Les peakeasies étaient généralement des secrets mal gardés, et les propriétaires exploitaient les policiers mal payés en leur versant des pots-de-vin pour qu’ils détournent le regard, prennent régulièrement un verre ou les informent des raids prévus par les agents fédéraux de la Prohibition. Les trafiquants d’alcool qui approvisionnaient les bars privés ajoutaient de l’eau à du bon whisky, du gin et d’autres liqueurs pour en vendre de plus grandes quantités.
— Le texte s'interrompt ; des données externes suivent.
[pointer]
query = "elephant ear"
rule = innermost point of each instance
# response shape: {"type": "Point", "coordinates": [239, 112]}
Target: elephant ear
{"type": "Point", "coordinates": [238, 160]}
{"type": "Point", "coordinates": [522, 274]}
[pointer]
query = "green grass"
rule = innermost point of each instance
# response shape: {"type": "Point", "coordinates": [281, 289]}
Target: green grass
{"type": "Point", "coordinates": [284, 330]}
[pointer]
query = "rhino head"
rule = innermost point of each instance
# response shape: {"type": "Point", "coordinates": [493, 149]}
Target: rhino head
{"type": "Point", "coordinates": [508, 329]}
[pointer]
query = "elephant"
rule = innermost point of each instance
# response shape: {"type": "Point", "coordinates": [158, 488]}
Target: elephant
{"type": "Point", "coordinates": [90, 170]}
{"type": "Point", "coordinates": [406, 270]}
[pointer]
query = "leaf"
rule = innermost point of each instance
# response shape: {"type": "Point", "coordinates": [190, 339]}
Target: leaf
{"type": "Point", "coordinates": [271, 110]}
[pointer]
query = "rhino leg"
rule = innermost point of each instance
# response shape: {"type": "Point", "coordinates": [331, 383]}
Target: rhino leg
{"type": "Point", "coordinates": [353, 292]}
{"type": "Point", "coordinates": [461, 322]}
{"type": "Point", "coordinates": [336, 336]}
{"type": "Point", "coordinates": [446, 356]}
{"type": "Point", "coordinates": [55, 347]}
D’autres avaient recours à la vente d’alcool de contrebande ou industriel, d’alcool de bois ou de grain, voire de produits chimiques toxiques comme l’acide carbolique. Les produits nocifs, comme la « fumée » faite d’alcool de bois pur, ont tué ou mutilé des milliers de buveurs. Pour masquer le goût du whisky mal distillé et du gin « baignoire », les bars clandestins proposaient de combiner l’alcool avec du soda au gingembre, du Coca-Cola, du sucre, de la menthe, du citron, des jus de fruits et d’autres arômes, créant ainsi l’éternelle boisson mélangée, ou « cocktail ».
Alors que le bootlegging enrichissait les criminels dans toute l’Amérique, New York devint le centre américain du crime organisé, avec des patrons tels que Salvatore Maranzano, Charles « Lucky » Luciano, Meyer Lansky et Frank Costello. Au plus fort de la Prohibition, à la fin des années 1920, on comptait 32 000 bars clandestins dans la seule ville de New York. Parmi les plus célèbres, citons le Stork Club de l’ancien contrebandier Sherman Billingsley sur la 58e rue ouest, le Puncheon Club sur la 49e rue ouest, fréquenté par des écrivains célèbres comme Dorothy Parker et Robert Benchley, le Club Intime à côté du célèbre bordel Polly Adler dans le Midtown, le Chumley’s dans le West Village et des tripots comme le O’Leary’s dans le Bowery. Harlem, le quartier noir de la ville, avait ses « hooch joints » à l’intérieur des appartements et le célèbre Cotton Club, propriété du mafieux Owney Madden, sur la 142e rue.
Les propriétaires de speakeasies, et non leurs clients qui buvaient, se heurtaient à la loi fédérale sur l’alcool, le Volstead Act. Ils se donnaient souvent beaucoup de mal pour cacher leurs réserves d’alcool afin d’éviter leur confiscation – ou leur utilisation comme preuve lors d’un procès – par la police ou les agents fédéraux lors de raids. Au 21 Club du 21 West 52nd (où le Puncheon a déménagé en 1930), les propriétaires ont fait construire par l’architecte une porte camouflée sur mesure, une cave à vin secrète derrière un faux mur et un bar qui, en appuyant sur un bouton, laissait tomber les bouteilles d’alcool le long d’un tir pour s’écraser et s’écouler dans la cave.
Vers la fin de l’ère de la prohibition, la prévalence des speakeasies, la brutalité des bandes criminelles organisées qui se disputent le contrôle du racket de l’alcool, le chômage et le besoin de recettes fiscales qui ont suivi le krach boursier de Wall Street en 1929, tout cela a contribué à rendre l’Amérique méfiante à l’égard du 18e amendement. Avec son abrogation via le 21e amendement en 1933, c’est la fin de l’insouciance des speakeasy et le début des salles de bar sous licence, bien moins nombreuses, où l’alcool est soumis à la réglementation et aux taxes fédérales.